3. Respect the other parent. If you notice, there is a progression going on here. If you have no respect for the other parent, you won't be able to communicate, if you can't communicate you can't put your child's need first. This may be the most difficult for some, but without respect you cannot begin to have a real relationship. Yep, we said it, relationship, you have one with your ex through your child whether you like it or not. It is up to the two of you as to whether your relationship is a good or bad one. Children learn from their parents, if you treat others, especially the co-parent with no respect, your children will grow up thinking this is how people should be treated. Learn to take the high road and be a good example to your kids.
4. Be involved in your kid's life. To your children it really doesn't matter what you say, actions speak louder than words. If you are interested in them, they will be interested in you. This means that you need to make a priority out of showing up to their sporting events, music recitals, school plays and anything else that is important to your kids. Excuses and gifts are no substitute for time spent.
5. Stay out of serious relationships, at least for a while. Friday and Saturday nights can get lonely, but you kids will feel even more lonely if you attention is being poured into a new love interest. This gets back to the first point, putting your kids first.
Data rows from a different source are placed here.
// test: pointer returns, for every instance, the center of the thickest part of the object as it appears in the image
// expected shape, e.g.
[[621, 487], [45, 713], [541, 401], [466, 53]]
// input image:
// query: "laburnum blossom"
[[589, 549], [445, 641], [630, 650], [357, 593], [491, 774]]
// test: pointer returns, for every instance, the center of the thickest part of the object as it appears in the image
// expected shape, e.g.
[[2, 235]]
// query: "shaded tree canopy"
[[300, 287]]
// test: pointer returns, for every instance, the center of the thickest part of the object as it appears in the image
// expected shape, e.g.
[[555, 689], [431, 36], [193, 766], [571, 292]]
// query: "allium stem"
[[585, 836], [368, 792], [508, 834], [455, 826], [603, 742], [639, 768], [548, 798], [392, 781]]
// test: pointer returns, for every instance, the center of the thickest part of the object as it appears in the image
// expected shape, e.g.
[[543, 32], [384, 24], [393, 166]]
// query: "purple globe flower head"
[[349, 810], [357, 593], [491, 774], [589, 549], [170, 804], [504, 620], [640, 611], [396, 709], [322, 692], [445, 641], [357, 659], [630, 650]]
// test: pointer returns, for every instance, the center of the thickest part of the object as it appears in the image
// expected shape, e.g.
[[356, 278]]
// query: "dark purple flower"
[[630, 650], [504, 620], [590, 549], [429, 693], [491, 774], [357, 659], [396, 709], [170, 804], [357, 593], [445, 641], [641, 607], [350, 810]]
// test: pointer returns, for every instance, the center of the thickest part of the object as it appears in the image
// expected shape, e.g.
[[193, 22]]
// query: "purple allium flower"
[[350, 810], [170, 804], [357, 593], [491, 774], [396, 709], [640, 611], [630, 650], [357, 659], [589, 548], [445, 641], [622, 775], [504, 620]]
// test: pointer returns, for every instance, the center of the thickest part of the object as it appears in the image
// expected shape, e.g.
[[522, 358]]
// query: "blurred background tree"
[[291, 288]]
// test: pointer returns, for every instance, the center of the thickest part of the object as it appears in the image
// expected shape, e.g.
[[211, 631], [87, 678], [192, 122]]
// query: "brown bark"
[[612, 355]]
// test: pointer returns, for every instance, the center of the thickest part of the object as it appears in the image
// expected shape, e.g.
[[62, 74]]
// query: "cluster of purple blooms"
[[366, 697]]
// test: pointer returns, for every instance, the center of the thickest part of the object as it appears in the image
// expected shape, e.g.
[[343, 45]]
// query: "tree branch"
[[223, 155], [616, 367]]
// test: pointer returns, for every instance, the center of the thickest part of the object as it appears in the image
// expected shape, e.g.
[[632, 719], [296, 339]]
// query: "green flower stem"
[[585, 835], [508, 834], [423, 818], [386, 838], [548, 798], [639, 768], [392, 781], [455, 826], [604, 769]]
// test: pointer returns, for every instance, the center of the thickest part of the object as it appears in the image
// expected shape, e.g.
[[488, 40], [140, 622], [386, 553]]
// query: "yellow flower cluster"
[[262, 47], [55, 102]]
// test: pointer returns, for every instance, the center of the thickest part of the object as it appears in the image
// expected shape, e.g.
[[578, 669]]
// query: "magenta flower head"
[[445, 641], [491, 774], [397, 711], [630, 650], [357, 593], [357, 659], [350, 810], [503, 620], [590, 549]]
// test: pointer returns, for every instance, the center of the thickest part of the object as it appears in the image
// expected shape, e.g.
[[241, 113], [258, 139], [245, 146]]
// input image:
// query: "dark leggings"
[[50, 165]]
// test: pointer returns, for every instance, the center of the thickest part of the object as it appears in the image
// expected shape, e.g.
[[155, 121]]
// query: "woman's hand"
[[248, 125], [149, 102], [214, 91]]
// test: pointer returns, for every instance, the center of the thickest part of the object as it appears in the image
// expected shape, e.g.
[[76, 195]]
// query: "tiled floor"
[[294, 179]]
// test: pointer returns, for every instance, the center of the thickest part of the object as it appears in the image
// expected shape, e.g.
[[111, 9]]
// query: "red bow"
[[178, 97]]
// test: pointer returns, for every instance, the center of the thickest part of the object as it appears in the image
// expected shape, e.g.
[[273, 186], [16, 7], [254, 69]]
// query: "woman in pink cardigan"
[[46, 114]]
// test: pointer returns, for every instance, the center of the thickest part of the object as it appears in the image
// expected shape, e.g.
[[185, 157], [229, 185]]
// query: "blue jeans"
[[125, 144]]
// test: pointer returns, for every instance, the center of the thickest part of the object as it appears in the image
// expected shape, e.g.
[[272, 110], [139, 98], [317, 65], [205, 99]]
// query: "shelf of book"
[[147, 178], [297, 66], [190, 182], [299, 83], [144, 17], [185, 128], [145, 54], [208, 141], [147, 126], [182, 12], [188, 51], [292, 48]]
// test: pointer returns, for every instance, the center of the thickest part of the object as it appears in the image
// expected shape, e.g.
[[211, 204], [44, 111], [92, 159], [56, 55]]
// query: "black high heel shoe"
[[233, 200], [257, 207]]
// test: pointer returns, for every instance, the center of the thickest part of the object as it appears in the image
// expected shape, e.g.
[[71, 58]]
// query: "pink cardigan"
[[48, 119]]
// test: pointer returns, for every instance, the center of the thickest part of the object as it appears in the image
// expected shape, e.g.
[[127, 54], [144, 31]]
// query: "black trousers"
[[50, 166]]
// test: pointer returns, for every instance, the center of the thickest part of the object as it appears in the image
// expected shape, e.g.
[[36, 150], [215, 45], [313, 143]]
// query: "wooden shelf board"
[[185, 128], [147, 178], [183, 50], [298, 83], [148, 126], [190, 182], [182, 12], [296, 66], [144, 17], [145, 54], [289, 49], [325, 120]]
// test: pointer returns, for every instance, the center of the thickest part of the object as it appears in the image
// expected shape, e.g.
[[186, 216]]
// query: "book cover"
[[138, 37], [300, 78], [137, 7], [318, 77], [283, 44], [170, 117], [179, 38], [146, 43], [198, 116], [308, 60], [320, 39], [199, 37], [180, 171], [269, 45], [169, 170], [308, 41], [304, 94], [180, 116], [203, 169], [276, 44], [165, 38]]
If your kids feel like your attention is being taken or divided by a new love interest, they will feel like their world is continuing to fall apart even further. Until you have figured out your co-parenting relationship with your ex and your relationship with your child, you should not be introducing something to make it more complicated. A shared parenting schedule is a great tool to meet knew people and go on dates, especially if you have every other weekend with no kids. However, keep the dating social and keep your kids the priority. Don't ever pass up a soccer game for a hot date.
6. Plan ahead. Make arrangements with your co-parent as well in advance as you can for holidays and vacations. Don't wait for the last minute and spring it on them. The more time they have to process a decision and come to a joint resolution the better. There is nothing worse than waiting until the last minute for these types of things. Also, if you have plans to take the children out of state, make sure this is part of the conversation and make sure you have the proper documentation of the agreed upon plans.